ADA sebuah pertanyaan yang
diajukan Sastrawan Cecep Syamsul Hari dalam sebuah tulisannya di Majalah
Horison. Pertanyaannya adalah sebagai berikut, ”sebenarnya mana yang lebih
dahulu: puisi yang lebih dahulu menemukan pernyair atrau sebaliknya, penyair
yang lebih dahulu menemukan puisi?”
Pertanyaan di atas, pada akhirnya
dijawab sendiri oleh penyairnya. Dengan singkat ia memberi jawab bahwa
pertanyaan di atas hanya berbau retoris (=pertanyaan yang tidak perlu dijawab,
artinya jawabannya sudah diketahui). Ia membandingkannya dengan, pertanyaan
seperti, ”mana yang lebih dahulu muncul, telur atau ayam?” Maka bagi kita,
jelas jawaban sudah pasti, ayamlah yang terlebih dahulu baru ada telurnya. Ini
disadari bahwa kalau telur tidak dingeram oleh ayam, pastilah busuk.
Kembali pada kasus proses kreatif
seseorang terkait dengan penulisan puisi. Disadari atau tidak, dalam menulis
puisi, terkadang seseorang malah begitu mudahnya dia menulis, ketika sebuah ide
datang, langsung digarap menjadi sebuah wacana. Pada tataran ini, Cecep Syamsul
Hari mengungkapkan kata – kata bagaikan dikirim melalui fax dari langit atau
tempat lain, entah di mana, dengan transmisi sangat cepat dan meresponnya
dengan gairah dan gerak tangan otomatis, maka akhirnya sebuah puisi telah
lahir.
Kondisi seperti terungkap di
atas, memberi gambaran kepada kita bahwa penyair atau calon penyairnya seakan –
akan sekedar medium dari suatu proses kreatif lahirnya sebuah puisi. Proses
kreatif yang dimaksud berasal dari sebuah kekuatan terutama untuk membius,
mendorong, dan menggerakkan. Keadaan seperti ini disebut Cecep, sebagai sebuah
ilham.Yang jelas, ketika puisi itu ditulis, kondisi penyair memang dalam
keadaan siaga untuk memungkinkan puisi itu lahir tanpa hambatan dan kendala.

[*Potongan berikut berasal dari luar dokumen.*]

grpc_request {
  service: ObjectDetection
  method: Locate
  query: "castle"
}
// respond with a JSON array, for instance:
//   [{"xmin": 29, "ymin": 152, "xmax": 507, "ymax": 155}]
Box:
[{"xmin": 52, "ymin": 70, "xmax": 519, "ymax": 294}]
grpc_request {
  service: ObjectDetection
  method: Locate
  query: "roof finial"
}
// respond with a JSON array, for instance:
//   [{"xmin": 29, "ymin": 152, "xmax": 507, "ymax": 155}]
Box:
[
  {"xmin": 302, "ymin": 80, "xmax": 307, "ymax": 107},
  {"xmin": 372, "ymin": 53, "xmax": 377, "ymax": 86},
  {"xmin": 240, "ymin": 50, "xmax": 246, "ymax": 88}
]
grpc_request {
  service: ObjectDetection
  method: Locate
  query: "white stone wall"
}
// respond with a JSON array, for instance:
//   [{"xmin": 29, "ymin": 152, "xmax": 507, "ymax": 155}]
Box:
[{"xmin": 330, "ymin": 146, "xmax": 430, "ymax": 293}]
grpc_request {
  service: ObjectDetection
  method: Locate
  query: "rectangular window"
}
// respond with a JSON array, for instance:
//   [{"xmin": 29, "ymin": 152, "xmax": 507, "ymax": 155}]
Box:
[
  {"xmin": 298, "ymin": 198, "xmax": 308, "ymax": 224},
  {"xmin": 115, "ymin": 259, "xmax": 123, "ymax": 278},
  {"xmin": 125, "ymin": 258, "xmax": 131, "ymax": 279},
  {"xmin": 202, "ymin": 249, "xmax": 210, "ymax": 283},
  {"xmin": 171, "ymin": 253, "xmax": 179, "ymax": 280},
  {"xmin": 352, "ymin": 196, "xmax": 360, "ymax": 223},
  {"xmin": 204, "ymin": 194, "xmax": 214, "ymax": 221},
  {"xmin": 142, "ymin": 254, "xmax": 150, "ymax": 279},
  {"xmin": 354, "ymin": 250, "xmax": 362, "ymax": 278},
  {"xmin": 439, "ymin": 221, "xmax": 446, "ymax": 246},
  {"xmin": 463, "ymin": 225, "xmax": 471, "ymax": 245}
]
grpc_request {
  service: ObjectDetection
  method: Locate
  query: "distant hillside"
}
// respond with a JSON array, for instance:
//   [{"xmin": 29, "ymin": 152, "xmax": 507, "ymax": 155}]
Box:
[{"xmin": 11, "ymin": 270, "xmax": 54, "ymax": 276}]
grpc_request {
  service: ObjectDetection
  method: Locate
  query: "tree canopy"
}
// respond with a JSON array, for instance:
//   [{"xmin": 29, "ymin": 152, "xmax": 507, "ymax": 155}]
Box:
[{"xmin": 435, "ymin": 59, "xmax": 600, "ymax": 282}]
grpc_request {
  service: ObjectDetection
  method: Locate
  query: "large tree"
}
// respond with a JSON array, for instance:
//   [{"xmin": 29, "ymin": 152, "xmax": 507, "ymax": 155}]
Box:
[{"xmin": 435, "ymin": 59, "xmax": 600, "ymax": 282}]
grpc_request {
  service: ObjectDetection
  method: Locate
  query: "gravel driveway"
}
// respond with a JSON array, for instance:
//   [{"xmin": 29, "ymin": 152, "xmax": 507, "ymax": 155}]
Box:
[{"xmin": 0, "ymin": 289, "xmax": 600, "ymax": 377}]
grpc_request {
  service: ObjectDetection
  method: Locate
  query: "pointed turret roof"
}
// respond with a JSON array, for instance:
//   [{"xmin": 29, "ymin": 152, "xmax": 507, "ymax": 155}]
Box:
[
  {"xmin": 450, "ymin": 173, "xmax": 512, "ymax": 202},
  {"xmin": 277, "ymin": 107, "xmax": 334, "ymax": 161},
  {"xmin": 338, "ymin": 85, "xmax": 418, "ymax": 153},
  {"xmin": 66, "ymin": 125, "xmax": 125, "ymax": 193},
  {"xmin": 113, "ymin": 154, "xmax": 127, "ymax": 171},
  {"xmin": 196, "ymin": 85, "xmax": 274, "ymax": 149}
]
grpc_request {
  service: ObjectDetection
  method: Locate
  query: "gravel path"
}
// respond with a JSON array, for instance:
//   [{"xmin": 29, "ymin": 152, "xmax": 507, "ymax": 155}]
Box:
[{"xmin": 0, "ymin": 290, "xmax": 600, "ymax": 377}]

Menurut Cecep, selain kondisi
seperti terurai di atas, ada lagi keadaan ketika seorang penyair berusaha
dengan dorongan kesadaran yang penuh untuk menulis puisi. Maksudnya, selain ada
niat juga perlu ada perencanaan yang matang, terlebih dahulu. Penyair sengaja menyiagakan
dirinya untuk kegiatan membangun suasana, lalu menyatukan dirinya dengan alam
dan suasana sekitarnya untuk bersama–sama dengan dirinya dalam menulis puisi.
Dengan melalui niat, perencanaan dan persiapan yang matang, kemudian lahirlah
sebuah puisi.
Dua kondisi yang terurai tadi
sering dialami penyair. Artinya, dalam dia menulis puisi, bisa saja melalui
kondisi yang pertama tadi. Sebaliknya, seorang penyair juga akan bisa menulis
ketika ada niat dan perlu ada persiapan matang dalam menulis kreatif puisi.
Bagaimana aplikasinya? Iya jawabannya bergantung kepada sejauh mana kondisi
mental dalam menghadapi dua kondisi tersebut. Apakah penyair harus bersikap
tahan banting? Artinya, apakah penyairnya tidak panik ketika kondisi pertama
tidak hadir di depannya? Lalu memilih kondisi kedua, eh… ternyata juga tidak
kesampaian. Kalau ini terjadi, maka dapat dipastikan kecewa, bahkan mungkin
tidak mau lagi berusaha untuk menulis puisi.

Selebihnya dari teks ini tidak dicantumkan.